World leaders should take action to protect small island nations from “choking on plastics.”

This was said by Small Islands States during the Global Plastics Treaty negotiations in Paris.

At the same time, island nations such as Palau urged world leaders to prioritize island nations that are facing a triple risk – climate change, increasing sea levels, and the scourge of plastic pollution.

Permanent Representative of Palau to the United Nations, Ilana Seid, said the amount of plastics floating in the country’s ocean is a threat.

“The magnitude of plastic floating in our oceans is a real threat today to Palau’s major economies – tourism and fishery – and the health of our people. Ocean plastic is extremely degraded and is difficult and, at times, impossible to recycle. It also degrades into microplastics that cannot be collected,” she said.

She said world leaders should come up with a treaty that will phase out plastic production and ban manufacturing plastics that harm the oceans.

“To really, truly tackle plastic pollution, solutions that reduce the use of plastic are critical. A strong and comprehensive Global Plastic Treaty that caps and rapidly phases down global plastic production and bans the manufacture and use of unnecessary, avoidable problematic plastic items are vital for protecting our ocean nations,’ she added.

Grenada is among the Small Island Developing States (SIDS) which are leading the charge for the UN Plastics Treaty in Paris.

The initiative is backed by Peter Thomson, the UN Special Envoy for the Ocean, and international experts, including Common Seas and Searious Business.

World leaders have been meeting for the Second Session of the Intergovernmental Negotiating Committee (INC-2) to negotiate the fine print of the UN Plastics Treaty, and with plastic production increasing and set to double by 2030, SIDS are worried that the crisis will get worse.

Peter Thomson, UN Special Envoy for the Ocean, said, “by convening the community of Small Island Developing States, we can ensure the world listens to their needs. The trident of risks – climate change, rising sea levels, and plastic – is an existential threat.

“We urgently need to take action and co-design a UN Plastics Treaty which protects those countries which are at the sharp end.
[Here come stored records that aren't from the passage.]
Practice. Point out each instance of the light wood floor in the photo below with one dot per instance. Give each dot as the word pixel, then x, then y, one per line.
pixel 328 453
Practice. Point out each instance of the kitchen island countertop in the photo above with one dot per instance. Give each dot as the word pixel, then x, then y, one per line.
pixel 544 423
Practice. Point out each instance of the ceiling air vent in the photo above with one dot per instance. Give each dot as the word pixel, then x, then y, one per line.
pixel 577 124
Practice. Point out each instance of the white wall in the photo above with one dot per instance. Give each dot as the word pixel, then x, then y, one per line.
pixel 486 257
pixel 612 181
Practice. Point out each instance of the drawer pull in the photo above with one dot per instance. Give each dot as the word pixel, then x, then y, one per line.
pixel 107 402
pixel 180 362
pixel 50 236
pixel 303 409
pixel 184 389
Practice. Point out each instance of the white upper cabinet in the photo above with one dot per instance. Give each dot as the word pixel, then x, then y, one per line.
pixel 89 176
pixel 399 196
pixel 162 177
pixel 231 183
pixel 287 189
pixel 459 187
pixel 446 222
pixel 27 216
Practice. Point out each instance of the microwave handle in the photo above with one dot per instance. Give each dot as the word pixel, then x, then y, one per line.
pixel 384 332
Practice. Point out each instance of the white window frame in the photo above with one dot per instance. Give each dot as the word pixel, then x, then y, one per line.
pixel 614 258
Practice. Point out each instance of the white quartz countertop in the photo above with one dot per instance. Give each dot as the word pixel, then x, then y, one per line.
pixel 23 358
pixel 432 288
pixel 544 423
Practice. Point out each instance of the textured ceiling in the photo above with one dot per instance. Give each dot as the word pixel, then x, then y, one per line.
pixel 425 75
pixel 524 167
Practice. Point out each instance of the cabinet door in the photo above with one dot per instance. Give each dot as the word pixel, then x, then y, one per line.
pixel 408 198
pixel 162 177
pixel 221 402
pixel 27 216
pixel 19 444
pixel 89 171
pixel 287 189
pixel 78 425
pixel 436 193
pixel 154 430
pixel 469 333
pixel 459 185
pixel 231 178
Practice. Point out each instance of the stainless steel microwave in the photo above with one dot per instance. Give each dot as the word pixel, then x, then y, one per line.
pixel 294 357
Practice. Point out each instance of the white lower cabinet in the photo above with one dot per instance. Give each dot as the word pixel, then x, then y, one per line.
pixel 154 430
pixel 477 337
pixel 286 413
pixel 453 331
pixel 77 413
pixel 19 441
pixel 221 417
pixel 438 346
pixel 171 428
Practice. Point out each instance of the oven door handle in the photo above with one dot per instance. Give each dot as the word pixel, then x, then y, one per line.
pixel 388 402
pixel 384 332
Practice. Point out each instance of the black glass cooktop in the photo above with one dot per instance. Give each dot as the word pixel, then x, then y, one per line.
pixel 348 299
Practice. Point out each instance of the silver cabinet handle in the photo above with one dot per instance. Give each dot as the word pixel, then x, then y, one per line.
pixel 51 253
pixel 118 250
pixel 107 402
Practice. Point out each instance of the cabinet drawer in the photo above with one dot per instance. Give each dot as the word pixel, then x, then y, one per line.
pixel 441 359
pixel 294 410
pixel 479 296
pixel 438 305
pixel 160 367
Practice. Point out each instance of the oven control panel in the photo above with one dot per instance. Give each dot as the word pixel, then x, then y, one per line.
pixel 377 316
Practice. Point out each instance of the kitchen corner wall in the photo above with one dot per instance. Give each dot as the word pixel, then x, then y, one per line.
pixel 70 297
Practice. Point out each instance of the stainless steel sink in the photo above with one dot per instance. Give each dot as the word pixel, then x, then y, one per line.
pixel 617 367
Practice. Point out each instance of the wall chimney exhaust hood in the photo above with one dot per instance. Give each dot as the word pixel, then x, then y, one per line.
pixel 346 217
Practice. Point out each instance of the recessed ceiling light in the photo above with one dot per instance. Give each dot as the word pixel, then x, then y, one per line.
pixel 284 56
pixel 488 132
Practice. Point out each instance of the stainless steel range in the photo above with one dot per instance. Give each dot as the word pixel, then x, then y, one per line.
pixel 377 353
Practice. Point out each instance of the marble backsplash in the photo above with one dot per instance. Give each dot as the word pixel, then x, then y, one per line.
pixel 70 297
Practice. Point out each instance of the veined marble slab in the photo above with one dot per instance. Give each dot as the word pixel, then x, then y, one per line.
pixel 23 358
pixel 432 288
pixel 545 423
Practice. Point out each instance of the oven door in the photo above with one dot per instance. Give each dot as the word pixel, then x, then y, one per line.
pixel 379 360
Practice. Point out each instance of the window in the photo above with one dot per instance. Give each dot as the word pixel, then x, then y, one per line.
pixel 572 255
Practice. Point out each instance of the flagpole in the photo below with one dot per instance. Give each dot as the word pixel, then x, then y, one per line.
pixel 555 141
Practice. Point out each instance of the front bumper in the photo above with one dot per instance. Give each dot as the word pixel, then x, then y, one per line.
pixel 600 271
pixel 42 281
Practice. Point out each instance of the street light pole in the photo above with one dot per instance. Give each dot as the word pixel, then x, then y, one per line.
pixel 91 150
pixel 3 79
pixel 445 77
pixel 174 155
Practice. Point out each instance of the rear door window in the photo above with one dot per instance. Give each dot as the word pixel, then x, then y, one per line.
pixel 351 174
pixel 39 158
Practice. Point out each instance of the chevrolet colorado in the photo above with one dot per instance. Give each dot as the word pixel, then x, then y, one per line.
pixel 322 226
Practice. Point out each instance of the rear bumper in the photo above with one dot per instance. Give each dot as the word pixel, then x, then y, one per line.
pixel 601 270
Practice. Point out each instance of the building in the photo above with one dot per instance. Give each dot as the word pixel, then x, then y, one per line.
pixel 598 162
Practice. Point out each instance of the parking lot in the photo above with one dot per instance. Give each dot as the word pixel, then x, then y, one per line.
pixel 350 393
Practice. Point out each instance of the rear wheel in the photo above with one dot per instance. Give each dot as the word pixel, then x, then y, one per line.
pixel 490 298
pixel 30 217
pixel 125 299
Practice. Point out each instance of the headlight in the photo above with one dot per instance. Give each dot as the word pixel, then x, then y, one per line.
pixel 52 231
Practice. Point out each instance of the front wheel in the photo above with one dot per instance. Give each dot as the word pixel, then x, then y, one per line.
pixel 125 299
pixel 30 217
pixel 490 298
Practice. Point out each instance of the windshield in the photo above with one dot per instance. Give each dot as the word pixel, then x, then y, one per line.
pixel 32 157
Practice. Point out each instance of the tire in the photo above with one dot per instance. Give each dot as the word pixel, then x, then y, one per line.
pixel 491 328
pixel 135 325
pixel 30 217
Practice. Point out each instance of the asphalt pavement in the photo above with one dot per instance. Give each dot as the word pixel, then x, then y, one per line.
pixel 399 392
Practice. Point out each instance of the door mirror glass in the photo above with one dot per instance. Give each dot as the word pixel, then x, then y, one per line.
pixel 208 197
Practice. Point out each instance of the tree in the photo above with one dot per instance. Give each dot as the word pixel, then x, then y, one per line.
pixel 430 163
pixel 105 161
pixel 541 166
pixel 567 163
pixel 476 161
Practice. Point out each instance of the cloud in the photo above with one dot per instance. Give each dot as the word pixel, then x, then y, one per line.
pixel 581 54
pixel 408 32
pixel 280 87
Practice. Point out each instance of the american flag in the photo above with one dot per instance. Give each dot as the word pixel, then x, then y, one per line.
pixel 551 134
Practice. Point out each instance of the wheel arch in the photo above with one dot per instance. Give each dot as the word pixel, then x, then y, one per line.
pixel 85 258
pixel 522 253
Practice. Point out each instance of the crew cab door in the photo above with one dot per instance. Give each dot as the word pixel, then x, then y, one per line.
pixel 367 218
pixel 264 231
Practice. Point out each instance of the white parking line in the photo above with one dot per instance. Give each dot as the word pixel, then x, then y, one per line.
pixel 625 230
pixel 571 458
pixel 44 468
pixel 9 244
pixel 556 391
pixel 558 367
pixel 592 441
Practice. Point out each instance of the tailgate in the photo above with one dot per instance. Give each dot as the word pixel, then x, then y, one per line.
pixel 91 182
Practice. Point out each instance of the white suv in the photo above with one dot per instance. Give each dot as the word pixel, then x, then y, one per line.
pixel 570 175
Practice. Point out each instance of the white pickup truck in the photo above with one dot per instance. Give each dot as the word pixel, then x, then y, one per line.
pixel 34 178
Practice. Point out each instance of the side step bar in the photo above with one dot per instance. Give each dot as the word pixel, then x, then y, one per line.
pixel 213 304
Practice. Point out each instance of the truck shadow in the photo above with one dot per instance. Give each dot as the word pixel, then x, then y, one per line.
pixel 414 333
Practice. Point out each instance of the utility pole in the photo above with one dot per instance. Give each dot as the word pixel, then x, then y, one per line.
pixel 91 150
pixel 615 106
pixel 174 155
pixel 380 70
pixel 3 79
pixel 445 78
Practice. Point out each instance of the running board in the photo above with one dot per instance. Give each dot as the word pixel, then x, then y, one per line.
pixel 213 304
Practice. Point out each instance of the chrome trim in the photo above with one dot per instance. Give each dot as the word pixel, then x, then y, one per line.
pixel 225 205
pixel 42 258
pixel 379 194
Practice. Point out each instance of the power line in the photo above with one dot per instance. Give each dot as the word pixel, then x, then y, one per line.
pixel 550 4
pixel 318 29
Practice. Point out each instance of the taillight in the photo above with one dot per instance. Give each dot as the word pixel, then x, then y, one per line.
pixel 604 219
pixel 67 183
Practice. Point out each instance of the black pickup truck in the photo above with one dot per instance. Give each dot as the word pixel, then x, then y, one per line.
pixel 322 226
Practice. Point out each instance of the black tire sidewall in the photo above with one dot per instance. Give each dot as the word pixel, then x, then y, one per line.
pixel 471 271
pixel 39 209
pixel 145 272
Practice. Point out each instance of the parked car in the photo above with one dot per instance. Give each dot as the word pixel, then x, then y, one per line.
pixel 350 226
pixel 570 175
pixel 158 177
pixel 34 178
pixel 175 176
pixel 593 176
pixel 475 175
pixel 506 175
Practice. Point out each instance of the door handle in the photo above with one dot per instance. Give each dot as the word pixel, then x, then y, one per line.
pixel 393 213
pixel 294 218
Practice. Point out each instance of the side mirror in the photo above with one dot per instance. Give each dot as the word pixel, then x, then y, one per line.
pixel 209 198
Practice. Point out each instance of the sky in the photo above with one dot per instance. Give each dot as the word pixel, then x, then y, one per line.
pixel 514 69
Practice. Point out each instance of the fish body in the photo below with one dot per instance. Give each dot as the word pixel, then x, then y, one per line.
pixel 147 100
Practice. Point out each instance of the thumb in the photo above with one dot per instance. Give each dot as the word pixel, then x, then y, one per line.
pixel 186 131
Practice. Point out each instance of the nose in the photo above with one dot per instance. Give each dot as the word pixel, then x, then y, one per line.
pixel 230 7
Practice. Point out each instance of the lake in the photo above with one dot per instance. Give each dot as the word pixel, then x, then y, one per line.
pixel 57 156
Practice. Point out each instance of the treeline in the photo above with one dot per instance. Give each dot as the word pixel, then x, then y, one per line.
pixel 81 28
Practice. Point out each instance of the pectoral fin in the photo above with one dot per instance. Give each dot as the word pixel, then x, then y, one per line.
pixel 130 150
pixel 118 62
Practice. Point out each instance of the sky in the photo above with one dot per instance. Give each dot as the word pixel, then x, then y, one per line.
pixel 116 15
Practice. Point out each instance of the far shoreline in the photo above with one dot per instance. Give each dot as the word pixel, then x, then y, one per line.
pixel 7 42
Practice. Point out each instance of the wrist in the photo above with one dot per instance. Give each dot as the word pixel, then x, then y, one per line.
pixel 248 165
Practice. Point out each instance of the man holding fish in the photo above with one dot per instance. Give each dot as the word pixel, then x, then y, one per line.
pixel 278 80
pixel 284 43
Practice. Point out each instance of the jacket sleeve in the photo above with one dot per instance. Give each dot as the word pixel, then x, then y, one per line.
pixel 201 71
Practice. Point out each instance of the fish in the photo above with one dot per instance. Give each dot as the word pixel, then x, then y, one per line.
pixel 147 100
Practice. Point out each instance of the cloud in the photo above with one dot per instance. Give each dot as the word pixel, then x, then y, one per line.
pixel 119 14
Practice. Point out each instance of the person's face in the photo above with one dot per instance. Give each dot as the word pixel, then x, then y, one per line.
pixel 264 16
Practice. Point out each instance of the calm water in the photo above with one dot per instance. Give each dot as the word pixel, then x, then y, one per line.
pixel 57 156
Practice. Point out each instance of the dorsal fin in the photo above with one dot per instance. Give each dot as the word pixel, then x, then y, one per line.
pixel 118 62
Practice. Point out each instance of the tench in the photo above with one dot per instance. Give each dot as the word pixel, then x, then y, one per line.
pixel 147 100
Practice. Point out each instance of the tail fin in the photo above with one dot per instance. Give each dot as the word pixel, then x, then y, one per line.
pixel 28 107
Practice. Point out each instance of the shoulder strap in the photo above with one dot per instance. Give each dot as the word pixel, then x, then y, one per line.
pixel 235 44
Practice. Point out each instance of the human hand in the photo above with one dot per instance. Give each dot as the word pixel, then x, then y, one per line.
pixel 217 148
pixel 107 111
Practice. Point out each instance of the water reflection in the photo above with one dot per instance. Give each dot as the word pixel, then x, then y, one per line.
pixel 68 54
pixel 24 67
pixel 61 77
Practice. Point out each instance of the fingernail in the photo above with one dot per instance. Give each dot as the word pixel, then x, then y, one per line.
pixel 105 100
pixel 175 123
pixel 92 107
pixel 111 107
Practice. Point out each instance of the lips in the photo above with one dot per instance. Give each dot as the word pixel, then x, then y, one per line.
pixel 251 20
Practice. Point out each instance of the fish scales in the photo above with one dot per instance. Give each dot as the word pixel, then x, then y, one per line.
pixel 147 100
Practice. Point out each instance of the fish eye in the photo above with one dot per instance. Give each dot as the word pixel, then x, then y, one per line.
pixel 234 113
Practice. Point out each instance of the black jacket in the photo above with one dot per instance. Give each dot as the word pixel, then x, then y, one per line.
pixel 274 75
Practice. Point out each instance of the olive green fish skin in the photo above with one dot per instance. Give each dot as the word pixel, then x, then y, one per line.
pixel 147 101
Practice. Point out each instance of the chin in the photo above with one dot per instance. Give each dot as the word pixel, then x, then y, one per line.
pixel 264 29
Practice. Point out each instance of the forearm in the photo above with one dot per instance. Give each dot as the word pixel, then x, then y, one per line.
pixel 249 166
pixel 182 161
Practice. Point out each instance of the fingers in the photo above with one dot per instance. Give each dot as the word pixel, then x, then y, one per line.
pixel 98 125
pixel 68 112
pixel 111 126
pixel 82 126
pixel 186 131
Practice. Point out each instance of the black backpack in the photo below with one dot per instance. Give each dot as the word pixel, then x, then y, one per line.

A Treaty that works for SIDS, works for the world.”

Grenada’s Minister of Climate Resilience, The Environment and Renewable Energy, Kerryne James, meanwhile said Grenada’s economic prosperity relies on the pristine natural environment—from tourism to the fishing and marine industries.

“We need concerted actions to combat plastic pollution, secure the livelihoods of our people, and protect our precious marine biodiversity for the future.”

Common Seas CEO Jo Royle, for their part, said SIDS hardly produce plastics, but without global policy change, “they will choke on the plastic pollution arriving on their shores.”

“Small Island Developing States are stewards for around a third of the ocean, caring for some of the world’s most precious habitats. They hardly produce any plastic themselves.”

“With vested interests at play, INC-2 has made slow progress, so it is critical that island nations continue to raise their collective voice and set out their requirements for a high-ambition treaty which includes a legally binding cap on plastic production.”

Searious Business CEO Willemijin Peeters said: “Small island states can only achieve so much on our own; we also urgently need the international community to take action to stem the flow of plastic pollution upstream.